Now, over 2 months later, about 60 percent of us have started the long road home. For many of us that means being back in Fort McMurray, working towards finding a new type of normal. For all of us, that meant a drive back on Highway 63.
For those still waiting to make the drive, it’s hard to be prepared for what you come home to. It’s hard to know how to handle the emotions you feel on the road, and at home. Just know that you’re not alone.
Anna Noble, a proud resident of Fort McMurray, has been kind enough to share her experiences over the last couple months, with some advice for how to handle the long road home.
Can you describe what you love most about Fort McMurray? Why have you chosen to make it your home?

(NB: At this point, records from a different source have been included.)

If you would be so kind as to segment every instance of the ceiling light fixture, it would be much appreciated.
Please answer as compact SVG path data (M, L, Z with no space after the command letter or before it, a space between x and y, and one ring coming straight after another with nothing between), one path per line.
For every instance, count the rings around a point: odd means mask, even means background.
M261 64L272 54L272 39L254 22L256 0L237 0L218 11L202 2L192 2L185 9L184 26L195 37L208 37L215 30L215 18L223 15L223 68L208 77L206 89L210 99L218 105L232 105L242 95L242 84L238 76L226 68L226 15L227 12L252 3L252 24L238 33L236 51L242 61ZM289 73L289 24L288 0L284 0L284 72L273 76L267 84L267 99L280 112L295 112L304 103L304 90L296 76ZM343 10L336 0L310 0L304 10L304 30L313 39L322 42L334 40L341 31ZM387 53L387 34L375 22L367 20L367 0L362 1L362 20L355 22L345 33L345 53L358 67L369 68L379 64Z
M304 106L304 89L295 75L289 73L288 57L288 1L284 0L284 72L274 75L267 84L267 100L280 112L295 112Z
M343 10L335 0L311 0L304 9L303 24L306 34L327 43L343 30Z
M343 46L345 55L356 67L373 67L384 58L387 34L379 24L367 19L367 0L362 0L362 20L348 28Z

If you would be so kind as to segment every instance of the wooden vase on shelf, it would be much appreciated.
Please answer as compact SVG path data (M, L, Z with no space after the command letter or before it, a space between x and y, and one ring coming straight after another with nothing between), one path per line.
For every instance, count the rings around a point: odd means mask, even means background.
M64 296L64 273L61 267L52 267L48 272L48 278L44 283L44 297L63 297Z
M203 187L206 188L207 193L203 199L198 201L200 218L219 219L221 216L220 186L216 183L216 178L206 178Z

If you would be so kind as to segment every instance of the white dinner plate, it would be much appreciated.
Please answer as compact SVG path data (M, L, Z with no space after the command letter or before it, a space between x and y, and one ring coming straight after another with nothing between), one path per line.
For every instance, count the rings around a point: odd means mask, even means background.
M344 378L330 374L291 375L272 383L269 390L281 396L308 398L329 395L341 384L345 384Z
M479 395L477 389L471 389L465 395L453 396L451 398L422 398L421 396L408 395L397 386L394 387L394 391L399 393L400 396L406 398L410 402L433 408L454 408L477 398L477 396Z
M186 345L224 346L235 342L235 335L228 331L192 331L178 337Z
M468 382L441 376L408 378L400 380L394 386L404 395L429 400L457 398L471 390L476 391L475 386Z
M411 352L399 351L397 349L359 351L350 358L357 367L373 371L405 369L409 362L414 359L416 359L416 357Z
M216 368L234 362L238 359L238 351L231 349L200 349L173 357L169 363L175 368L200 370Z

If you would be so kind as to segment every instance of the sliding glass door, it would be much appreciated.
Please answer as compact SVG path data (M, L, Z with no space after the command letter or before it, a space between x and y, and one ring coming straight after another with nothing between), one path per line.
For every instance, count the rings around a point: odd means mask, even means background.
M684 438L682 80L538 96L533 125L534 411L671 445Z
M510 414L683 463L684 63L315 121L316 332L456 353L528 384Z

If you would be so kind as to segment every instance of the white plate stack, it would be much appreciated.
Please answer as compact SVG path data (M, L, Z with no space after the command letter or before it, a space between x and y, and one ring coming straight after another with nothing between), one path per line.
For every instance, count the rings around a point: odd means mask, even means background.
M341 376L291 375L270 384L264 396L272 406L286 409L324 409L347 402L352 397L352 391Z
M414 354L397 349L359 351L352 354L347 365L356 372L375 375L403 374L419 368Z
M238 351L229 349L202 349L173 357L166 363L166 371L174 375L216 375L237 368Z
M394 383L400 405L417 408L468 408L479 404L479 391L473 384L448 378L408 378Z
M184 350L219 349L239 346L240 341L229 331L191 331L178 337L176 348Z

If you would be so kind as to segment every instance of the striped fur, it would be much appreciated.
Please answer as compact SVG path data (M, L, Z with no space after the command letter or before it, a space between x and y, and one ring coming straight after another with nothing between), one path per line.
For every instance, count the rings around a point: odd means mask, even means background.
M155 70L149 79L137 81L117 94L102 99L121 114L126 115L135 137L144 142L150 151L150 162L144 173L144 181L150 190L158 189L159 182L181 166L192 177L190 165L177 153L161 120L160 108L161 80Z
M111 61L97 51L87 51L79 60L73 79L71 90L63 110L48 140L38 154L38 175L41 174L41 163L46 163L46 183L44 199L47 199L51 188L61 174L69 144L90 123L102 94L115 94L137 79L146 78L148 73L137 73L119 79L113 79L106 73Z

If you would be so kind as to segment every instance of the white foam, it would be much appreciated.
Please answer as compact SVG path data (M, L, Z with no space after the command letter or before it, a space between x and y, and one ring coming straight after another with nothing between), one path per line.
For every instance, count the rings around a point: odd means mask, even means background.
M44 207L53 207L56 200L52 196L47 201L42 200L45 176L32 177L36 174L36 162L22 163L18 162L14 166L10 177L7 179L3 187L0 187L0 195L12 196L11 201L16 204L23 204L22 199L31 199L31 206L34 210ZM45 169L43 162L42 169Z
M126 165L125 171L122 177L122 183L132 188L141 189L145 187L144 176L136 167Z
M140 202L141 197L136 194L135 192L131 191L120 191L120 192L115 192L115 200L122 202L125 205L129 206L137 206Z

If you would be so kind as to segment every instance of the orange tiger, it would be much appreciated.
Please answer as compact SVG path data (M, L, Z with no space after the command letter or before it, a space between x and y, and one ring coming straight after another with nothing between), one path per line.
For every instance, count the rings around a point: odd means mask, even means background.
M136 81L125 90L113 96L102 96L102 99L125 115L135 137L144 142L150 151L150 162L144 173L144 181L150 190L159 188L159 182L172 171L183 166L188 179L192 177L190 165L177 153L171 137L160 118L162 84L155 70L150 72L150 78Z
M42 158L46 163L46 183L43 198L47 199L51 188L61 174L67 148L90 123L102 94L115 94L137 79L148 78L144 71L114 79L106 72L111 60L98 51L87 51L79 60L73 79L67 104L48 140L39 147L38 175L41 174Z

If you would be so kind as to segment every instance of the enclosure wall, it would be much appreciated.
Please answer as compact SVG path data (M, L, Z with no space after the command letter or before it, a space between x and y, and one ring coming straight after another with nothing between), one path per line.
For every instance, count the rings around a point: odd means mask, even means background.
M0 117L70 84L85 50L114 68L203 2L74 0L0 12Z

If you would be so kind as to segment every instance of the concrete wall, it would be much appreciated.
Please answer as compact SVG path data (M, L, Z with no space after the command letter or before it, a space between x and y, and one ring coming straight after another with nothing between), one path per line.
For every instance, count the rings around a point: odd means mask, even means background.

What I love most about Fort McMurray is the community spirit. I believe that because a large portion of us come from someplace else it brings us all together in a unique way. Many of our families live far away, so we end up creating a bond with the people we meet here, forming a sort of “Fort McMurray family.”
Can you describe your journey back to Fort McMurray after the voluntary re-entry started?
The journey back was nerve-racking and exciting at the same time. After over a month of being away from home, I was eager to check on how my place was, see what the town looked like for myself, and to be able to see familiar faces again.
Was anything memorable about the drive home?
One of my most prominent memories was driving slowly past this one man sitting on his tailgate on the side of the road playing his guitar. People were offering water to everyone. It was truly amazing. We were all in it together, and you could truly feel that and see it.
What did it feel like to go back there after all that had happened?
It was a mixture of feelings. It doesn’t really hit you what happened until you actually see the damaged areas. When I finally saw the areas that had been destroyed it was definitely a rush of emotions ranging from awe to sadness. Seeing how the fire completely circled the city, and how close it came to all areas, it really was amazing to think that we were so close to losing more of the city, and how incredible it is that it was saved.
What’s the one piece of advice you’d give to others who have yet to come back?
I guess all I can say is we are all in this together as a community, and there is so much support among us. It will take some time before we can say everything is back to “normal,” so come back prepared to deal with things day by day. Not everything is going to happen at once, so it’s best not to get too overwhelmed.
What piece of advice would you give to help people stay safe on their drive back?
Don’t rush, and take your time. If you know that you may become a little emotional on the drive, it is probably best to get someone else to drive if that is available to you. It is definitely an experience coming back for the first time, and an occasion to really be in the moment and take it all in. It’s okay to feel overcome with emotion, and will help with the healing process.